Everyone’s using AI. Almost no one’s getting results they want.
You’ve seen the demos. AI writes code, generates content, answers support tickets. It looks effortless. So you sign up, try a few prompts, get mediocre output, and conclude AI isn’t ready for prime time.
The problem isn’t the technology. It’s how you’re using it.
Most founders treat AI like a calculator. Input request, get perfect output. No context needed, no feedback required, no relationship to build.
But gen AI doesn´t work like that. You asked for “a blog post about our product” and got generic fluff. You uploaded a document and asked for “insights” without explaining what kind of insights or why they matter. The output felt dull because you gave AI nothing to work with.
Then you decided AI wasn’t worth the hype. Meanwhile, your competitors figured out the real trick.
AI isn’t a calculator. It’s more like hiring a smart intern who knows everything but understands nothing about your business.
That intern needs context. They need feedback. They need coaching. Most importantly, they need you to care enough to make them better at their job.
The companies seeing real results treat AI like a teammate, not a tool.
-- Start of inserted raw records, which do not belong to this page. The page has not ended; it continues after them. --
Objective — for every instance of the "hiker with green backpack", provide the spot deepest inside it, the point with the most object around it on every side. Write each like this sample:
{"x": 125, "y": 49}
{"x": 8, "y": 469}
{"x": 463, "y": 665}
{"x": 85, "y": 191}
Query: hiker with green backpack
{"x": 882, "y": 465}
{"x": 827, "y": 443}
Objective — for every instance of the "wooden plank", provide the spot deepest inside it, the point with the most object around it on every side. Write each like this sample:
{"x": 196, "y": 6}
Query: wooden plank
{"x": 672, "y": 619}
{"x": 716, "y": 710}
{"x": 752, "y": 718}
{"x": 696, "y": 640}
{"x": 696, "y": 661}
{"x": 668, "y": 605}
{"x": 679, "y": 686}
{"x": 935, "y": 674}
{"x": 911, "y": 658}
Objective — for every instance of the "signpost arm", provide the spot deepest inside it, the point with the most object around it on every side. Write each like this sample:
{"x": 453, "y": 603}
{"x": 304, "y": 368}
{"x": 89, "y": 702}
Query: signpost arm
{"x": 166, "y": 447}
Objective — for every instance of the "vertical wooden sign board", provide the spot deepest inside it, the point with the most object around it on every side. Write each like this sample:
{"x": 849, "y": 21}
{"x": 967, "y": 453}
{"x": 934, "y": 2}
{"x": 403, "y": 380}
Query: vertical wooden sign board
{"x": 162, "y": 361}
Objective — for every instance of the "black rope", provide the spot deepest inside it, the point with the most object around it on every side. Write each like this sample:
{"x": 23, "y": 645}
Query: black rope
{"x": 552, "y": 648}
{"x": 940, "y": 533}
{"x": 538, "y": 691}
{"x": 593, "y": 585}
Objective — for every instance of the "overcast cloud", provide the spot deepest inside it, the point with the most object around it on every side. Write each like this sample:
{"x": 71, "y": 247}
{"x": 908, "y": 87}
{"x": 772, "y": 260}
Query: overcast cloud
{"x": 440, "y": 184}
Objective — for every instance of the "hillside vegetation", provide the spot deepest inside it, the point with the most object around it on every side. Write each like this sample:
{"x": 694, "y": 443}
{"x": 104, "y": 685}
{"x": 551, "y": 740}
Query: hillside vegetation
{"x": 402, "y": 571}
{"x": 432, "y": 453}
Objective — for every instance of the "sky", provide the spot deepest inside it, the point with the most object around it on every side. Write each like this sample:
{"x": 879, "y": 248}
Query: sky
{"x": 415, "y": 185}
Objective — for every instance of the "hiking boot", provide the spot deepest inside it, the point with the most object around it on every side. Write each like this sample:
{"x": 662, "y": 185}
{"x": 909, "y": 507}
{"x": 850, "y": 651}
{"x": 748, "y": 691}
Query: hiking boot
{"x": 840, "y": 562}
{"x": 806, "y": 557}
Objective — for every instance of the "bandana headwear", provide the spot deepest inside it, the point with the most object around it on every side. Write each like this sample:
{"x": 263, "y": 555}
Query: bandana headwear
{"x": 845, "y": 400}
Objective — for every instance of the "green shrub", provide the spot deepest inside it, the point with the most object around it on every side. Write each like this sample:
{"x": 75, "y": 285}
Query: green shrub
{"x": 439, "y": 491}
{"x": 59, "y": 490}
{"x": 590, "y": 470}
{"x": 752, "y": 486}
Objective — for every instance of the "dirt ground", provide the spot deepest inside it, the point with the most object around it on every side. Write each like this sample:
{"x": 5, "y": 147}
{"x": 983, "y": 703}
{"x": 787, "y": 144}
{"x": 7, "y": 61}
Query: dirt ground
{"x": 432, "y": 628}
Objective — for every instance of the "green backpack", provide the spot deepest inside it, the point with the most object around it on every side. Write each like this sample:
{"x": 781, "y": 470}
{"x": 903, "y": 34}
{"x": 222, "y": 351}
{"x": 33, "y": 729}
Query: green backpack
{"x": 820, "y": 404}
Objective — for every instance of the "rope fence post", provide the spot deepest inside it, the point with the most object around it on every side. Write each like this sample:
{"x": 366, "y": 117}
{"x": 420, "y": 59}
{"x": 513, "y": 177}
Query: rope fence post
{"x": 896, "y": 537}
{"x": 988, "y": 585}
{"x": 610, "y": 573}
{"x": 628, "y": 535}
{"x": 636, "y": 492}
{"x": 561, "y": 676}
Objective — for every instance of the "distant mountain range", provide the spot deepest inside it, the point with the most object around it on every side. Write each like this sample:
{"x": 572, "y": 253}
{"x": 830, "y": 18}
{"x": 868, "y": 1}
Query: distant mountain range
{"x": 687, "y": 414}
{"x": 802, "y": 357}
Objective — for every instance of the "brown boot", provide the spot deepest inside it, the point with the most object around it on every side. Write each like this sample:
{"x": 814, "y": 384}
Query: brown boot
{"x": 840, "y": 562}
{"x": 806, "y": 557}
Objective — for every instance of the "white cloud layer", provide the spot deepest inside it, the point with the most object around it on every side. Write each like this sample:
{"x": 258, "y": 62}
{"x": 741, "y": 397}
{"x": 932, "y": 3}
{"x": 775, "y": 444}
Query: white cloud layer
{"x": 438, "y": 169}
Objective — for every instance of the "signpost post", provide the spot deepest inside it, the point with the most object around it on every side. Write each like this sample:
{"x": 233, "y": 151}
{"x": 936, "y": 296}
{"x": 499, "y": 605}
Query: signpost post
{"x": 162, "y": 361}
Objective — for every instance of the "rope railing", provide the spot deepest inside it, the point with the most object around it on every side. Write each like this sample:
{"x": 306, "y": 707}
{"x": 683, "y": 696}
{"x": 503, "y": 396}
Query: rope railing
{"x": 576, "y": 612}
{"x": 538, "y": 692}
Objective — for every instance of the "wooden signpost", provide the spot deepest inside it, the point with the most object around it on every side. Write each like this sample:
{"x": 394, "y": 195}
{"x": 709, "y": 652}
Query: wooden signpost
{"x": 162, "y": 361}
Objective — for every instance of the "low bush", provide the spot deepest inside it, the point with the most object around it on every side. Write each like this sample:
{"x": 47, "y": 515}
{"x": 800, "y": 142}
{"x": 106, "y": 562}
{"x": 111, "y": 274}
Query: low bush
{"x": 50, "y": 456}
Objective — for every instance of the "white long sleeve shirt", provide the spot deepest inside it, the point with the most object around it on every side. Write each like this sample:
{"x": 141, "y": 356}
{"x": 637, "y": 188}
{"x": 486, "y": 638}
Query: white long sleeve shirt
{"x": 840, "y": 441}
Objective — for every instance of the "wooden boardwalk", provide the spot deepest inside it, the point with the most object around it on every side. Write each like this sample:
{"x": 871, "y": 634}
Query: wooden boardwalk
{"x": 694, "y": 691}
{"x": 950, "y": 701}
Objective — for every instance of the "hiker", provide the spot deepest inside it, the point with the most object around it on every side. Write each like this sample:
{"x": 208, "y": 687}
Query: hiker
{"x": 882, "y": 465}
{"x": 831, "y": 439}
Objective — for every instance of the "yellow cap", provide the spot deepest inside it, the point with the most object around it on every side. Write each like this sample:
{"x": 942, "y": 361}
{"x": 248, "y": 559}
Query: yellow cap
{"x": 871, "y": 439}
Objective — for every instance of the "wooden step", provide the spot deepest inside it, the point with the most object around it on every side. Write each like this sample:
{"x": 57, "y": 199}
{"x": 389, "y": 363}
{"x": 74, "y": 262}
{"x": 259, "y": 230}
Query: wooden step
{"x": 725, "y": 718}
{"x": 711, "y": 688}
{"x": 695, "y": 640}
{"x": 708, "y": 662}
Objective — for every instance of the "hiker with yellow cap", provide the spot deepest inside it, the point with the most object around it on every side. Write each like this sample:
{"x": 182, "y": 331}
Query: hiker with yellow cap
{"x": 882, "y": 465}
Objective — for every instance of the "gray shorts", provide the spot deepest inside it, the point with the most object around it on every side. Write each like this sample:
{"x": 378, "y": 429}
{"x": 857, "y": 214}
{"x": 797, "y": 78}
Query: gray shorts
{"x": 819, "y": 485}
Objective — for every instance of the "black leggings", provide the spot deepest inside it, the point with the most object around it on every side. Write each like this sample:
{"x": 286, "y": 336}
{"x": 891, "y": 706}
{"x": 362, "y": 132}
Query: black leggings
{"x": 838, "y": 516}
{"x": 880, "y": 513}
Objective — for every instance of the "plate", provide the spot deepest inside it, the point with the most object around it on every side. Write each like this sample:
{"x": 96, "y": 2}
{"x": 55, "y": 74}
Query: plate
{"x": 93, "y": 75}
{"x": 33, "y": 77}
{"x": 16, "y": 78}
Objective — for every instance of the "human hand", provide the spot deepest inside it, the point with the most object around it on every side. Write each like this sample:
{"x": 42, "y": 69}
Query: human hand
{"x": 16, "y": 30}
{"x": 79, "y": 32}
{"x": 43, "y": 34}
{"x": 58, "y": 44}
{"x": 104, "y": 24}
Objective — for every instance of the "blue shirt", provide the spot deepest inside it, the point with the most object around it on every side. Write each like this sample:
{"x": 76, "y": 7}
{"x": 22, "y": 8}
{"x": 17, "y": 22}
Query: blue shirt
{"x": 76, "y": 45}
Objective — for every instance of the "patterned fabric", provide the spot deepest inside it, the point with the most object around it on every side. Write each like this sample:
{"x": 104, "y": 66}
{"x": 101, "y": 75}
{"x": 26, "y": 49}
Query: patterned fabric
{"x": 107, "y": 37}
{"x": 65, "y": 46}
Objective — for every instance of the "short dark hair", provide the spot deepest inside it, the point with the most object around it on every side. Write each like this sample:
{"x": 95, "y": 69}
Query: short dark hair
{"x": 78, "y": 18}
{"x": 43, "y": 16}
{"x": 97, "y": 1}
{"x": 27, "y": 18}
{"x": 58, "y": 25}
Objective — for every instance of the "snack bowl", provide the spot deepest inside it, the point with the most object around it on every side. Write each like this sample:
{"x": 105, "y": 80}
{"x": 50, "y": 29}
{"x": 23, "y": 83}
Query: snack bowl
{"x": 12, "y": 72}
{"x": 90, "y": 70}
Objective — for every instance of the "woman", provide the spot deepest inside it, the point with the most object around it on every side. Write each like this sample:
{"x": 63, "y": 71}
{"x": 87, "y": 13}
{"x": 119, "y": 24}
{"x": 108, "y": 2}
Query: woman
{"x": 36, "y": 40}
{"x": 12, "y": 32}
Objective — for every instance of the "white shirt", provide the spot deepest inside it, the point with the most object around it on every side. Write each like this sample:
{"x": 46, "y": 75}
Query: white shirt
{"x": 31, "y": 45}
They invest time in training it, just like they would train a human. The difference is this teammate works around the clock and never asks for a raise.

Done right, AI collaboration feels different. Instead of fighting the tool, you’re working with a partner who gets smarter every interaction.
Some founders use AI to stress-test big decisions. They feed it context about hiring choices, vendor selections, or strategic pivots, then ask it to argue the other side. Decisions get better when someone always plays devil’s advocate.
Others turn AI into their research assistant for competitive analysis. They feed it competitor websites, funding news, and job postings, then ask for strategic implications. Market intelligence becomes automated when AI connects dots you don’t have time to find.
This isn’t about being an AI power user with a computer science degree. It’s about recognizing that coaching AI is faster than doing everything yourself.
Most founders are still figuring out prompts while others have moved on to building AI into their actual workflows.
The difference isn’t technical skill or budget. It’s recognizing that AI needs the same investment you’d make in any new team member. Context, feedback, iteration.
Companies that treat AI like software get software results. Companies that treat AI like a thinking partner get thinking partner results.
The technology isn’t the barrier anymore. Your approach is.